You should know by now that forgoing condoms during sex puts you at heightened risk of unintended pregnancy and contracting STDs. But according to a new study in the Journal of Adolescent Health, it seems that most American women haven’t gotten the memo—or just aren’t that concerned.
The research found that women who start using hormonal contraceptives (think: the pill) for birth control typically stop using condoms. Ignoring the fact that non-monogamous skin-to-skin sex is like an open invitation to sexually-transmitted ickiness, it gets worse: The study also found that when women go off the pill, they don't tend to return to regular condom use, leaving them and their ovaries vulnerable to disease, yes, but also unintended pregnancy.
But here’s the thing: for some monogamous couples, going without condoms isn’t always an invitation for trouble. There are times when condoms are necessary, and times when you can skip them (in a responsible way). Women's Health expert Shari Brasner, M.D., OB/GYN, and assistant clinical professor at Mount Sinai School of Medicine, says that deciding whether to forgo condoms depends entirely on the context of your particular situation.
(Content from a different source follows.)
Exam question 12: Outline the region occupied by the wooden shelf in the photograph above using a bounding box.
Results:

So here are four questions to ask yourself—and your partner—before making that decision.
Are you both monogamous? Research shows that people with concurrent sexual partners (meaning: people who are sleeping with multiple people during the same time period) are more likely to contract STDs than those who engage in monogamous sex. Don’t skip the condom unless you know for sure that both you and he are seeing each other exclusively.
When was the last time he was tested? Before going condomless, ask him to get tested for STDs – Chlamydia, gonorrhea, HIV, and Syphilis, and also ask him if any of his previous partners have ever had herpes or HPV. HIV tests are only accurate up to three months after last sexual contact, so depending on the last time he had sex with someone other than you, wait three months before he gets tested. Only then can you be totally sure he’s safe.
Do you have a method of protecting yourself against pregnancy? If you’re not on the pill or employing some other form of birth control that prevents pregnancy, you should not forgo condoms—it’s the only barrier you’ve got between yourself and that positive sign on a home pregnancy test. For more information about birth control options, check out our birth control center.
Is this someone you’re willing to accept the consequences for? “At some point, inevitably, you are going to ask yourself: Do we need to being using both condoms and the pill?” Brasner says. And the answer to that has to hinge from the question of whether or not you’re on board with the baggage that could come from stopping condom use (namely: babies and STDs), she adds. These things don’t just have physical tolls on you; they have emotional—and financial—tolls. So it better be worth it.